Captive Elephants in Thailand?
Asian elephants in captivity also face many other problems.
Historically, the vast majority of Thailand’s captive elephants and mahouts were employed in the logging industry where they were used to haul trees out of dense jungle. When logging was banned in 1989, thousands of captive Thai elephants and their mahouts became un-employed. Elephants are expensive to feed and to keep, especially if you want to do it properly. Elephants eat around 10% of their body weight a day, for a full grown elephant that can be over 200kgs of food. So the mahouts faced no other option than to find alternative employment.
Many elephant owners resorted to taking their charges into big cities in order to put themselves in touch with people who would pay to touch, feed or play with their elephant. This is illegal in Thailand and while there are racketeers making big bucks from elephant hire to do this a large proportion of the ‘city mahouts’ are from traditional elephant owning families and truly love their elephants, but can think of no other option.
Walking in cities is undoubtedly not the life for an elephant and the situation is made worse by the tendency to split mothers and babies well before natural weaning age, the baby will survive but have problems later in life through lack of calcium at the developmental stage.
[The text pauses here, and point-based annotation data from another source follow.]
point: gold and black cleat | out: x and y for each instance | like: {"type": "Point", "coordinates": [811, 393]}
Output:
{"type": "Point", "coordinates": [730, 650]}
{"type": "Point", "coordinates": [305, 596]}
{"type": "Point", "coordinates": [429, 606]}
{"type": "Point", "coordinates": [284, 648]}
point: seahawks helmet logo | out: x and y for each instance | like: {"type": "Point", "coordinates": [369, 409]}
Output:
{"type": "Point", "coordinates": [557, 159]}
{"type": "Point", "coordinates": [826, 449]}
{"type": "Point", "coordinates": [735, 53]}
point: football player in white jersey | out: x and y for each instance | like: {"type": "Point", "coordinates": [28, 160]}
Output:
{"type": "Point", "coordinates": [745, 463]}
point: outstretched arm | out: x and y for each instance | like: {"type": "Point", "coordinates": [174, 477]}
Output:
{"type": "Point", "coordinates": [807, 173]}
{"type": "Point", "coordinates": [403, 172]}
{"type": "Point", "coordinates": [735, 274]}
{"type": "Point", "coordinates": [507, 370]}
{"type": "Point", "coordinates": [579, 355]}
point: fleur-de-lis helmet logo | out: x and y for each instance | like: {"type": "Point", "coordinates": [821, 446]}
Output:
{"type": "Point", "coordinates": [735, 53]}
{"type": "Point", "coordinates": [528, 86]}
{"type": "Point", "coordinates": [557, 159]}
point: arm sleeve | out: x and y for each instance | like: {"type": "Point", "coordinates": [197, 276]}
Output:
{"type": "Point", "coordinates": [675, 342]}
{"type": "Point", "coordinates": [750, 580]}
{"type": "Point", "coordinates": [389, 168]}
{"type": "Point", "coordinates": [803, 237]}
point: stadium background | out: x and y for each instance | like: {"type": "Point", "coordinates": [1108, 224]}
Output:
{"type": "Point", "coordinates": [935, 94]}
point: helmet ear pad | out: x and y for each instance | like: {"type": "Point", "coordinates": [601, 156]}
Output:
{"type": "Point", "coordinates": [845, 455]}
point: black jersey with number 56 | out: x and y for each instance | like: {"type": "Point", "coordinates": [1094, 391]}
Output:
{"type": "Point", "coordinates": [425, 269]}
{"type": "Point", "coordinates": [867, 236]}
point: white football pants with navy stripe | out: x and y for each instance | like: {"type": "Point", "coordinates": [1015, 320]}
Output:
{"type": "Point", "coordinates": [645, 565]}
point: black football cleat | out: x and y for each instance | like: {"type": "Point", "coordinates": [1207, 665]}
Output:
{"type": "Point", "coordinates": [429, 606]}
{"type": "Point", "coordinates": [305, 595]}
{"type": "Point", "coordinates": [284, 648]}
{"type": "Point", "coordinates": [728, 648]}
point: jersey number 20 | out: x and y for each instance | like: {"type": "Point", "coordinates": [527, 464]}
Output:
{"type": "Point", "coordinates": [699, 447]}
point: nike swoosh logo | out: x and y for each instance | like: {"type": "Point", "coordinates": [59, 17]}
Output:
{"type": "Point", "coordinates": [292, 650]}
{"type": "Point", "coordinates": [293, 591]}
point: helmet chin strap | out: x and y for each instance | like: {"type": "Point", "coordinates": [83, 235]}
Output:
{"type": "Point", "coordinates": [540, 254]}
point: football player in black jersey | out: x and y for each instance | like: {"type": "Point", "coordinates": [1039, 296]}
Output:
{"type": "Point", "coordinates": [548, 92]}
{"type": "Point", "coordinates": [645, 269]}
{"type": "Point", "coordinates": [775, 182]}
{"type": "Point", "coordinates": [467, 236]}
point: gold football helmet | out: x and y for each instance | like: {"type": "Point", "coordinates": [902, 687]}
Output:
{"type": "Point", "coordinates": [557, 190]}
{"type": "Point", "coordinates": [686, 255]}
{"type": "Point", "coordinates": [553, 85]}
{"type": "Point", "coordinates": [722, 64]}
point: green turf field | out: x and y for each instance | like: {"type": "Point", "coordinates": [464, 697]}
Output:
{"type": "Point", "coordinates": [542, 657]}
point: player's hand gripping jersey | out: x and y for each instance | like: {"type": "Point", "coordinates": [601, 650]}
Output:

City elephants face a life of inadequate nutrition, health problems from pollution and walking on hot concrete all day as well as the constant threat of being hit by traffic.
Other elephants work in Illegal logging camps, these elephants face extremely dangerous conditions, one in which elephants are constantly over worked and under fed and accidents frequently occur. As well as this, illegal logging camps are often located near or on the border with neighbouring countries where there are many landmines, which elephants can step on causing horrific injury.
While some tourist trekking camps provide adequate standards of care and fodder for their elephants, limit the workloads of their elephants, provide green spaces for the elephants to rest in and operate in a sustainable fashion it is safe to say that most do not.
In some camps we have witnessed elephants working up to 10 hours a day without a break, the mahouts eat lunch on their eles, only to be chained in a non-forest rest area at night.
With the tourism industry increasing and with an ‘elephant experience’ of some kind on everyone’s itinerary it is important to show to tourists, mahouts and camp owners alike that guest activities can be provided in such a way that all stakeholders are satisfied.
Mass tourism remains the only income source available to keep the majority of Thailand’s captive elephants fed and so cannot be abandoned or boycotted but it is important to work with business and mahout communities to modify welfare and sustainability aspects.